2. Programmable thermostats

Programmable thermostats

Shutterstock Licensed Photo – By Olivier Le Moal

Programmable thermostats have tremendous potential to save money and minimize unnecessary energy usage. About 45 percent of a home’s energy is earmarked for heating and cooling needs with a large fraction of that wasted on unoccupied spaces. Programmable thermostats can automatically lower the heat overnight or shut off the air conditioning when you go to work.

Every degree Fahrenheit you lower the thermostat equates to 1 percent less energy use, which amounts to considerable savings over the course of a year. When used correctly, programmable thermostats reduce heating and cooling bills by 10 to 30 percent. Of course, the same result can be achieved by manually adjusting your thermostats to coincide with your activities, just make sure you remember to do it!

3. Low-flow water hardware

With the current focus on carbon emissions and climate change, we typically equate environmental stability to lower energy use, but fresh water shortage is an equal threat. Installing low-flow hardware for toilets and showers, particularly in drought prone areas, is an inexpensive and easy way to cut water consumption by 50 percent and save as much as $145 per year.

Older toilets use up to 6 gallons of water per flush, the equivalent of an astounding 20.1 gallons per person each day. This makes them the biggest consumer of indoor water. New low-flow toilets are standardized at 1.6 gallons per flush and can save more than 20,000 gallons a year in a 4-member household.

Similarly, low-flow shower heads can decrease water consumption by 40 percent or more while also lowering water heating bills and reducing CO2 emissions. Unlike early versions, new low-flow models are equipped with excellent pressure technology so your shower will be no less satisfying.

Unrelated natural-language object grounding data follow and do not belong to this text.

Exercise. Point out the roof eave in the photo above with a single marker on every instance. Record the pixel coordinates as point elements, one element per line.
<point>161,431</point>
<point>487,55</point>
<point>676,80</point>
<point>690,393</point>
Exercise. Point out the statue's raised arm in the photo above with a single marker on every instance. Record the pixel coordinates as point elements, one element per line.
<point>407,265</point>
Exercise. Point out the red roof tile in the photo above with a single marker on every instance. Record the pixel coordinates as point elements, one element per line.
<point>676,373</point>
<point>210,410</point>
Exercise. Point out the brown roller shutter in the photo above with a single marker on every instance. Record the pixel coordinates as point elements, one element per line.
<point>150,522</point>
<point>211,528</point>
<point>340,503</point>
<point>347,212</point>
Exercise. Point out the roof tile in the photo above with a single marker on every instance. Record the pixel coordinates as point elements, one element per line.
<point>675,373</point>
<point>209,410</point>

4. Energy efficient light bulbs

An average household dedicates about 5 percent of its energy use to lighting, but this value is dropping thanks to new lighting technology. Incandescent bulbs are quickly becoming a thing of the past. These inefficient light sources give off 90 percent of their energy as heat which is not only impractical from a lighting standpoint, but also raises energy bills even further during hot weather.

New LED and compact fluorescent options are far more efficient and longer lasting. Though the upfront costs are higher, the long term environmental and financial benefits are well worth it. Energy efficient light bulbs use as much as 80 percent less energy than traditional incandescent and last 3 to 25 times longer producing savings of about $6 per year per bulb.

5. Installing solar panels

Adding solar panels may not be the easiest, or least expensive, sustainability upgrade for your home, but it will certainly have the greatest impact on both your energy bills and your environmental footprint. Installing solar panels can run about $15,000 – $20,000 upfront, though a number of government incentives are bringing these numbers down. Alternatively, panels can also be leased for a much lower initial investment.

Once operational, a solar system saves about $600 per year over the course of its 25 to 30-year lifespan, and this figure will grow as energy prices rise. Solar installations require little to no maintenance and increase the value of your home.

From an environmental standpoint, the average five-kilowatt residential system can reduce household CO2 emissions by 15,000 pounds every year. Using your solar system to power an electric vehicle is the ultimate sustainable solution serving to reduce total CO2 emissions by as much as 70%!

These days, being environmentally responsible is the hallmark of a good global citizen and it need not require major sacrifices in regards to your lifestyle or your wallet. In fact, increasing your home’s sustainability is apt to make your residence more livable and save you money in the long run. The five projects listed here are just a few of the easy ways to reduce both your environmental footprint and your energy bills. So, give one or more of them a try; with a small budget and a little know-how, there is no reason you can’t start today.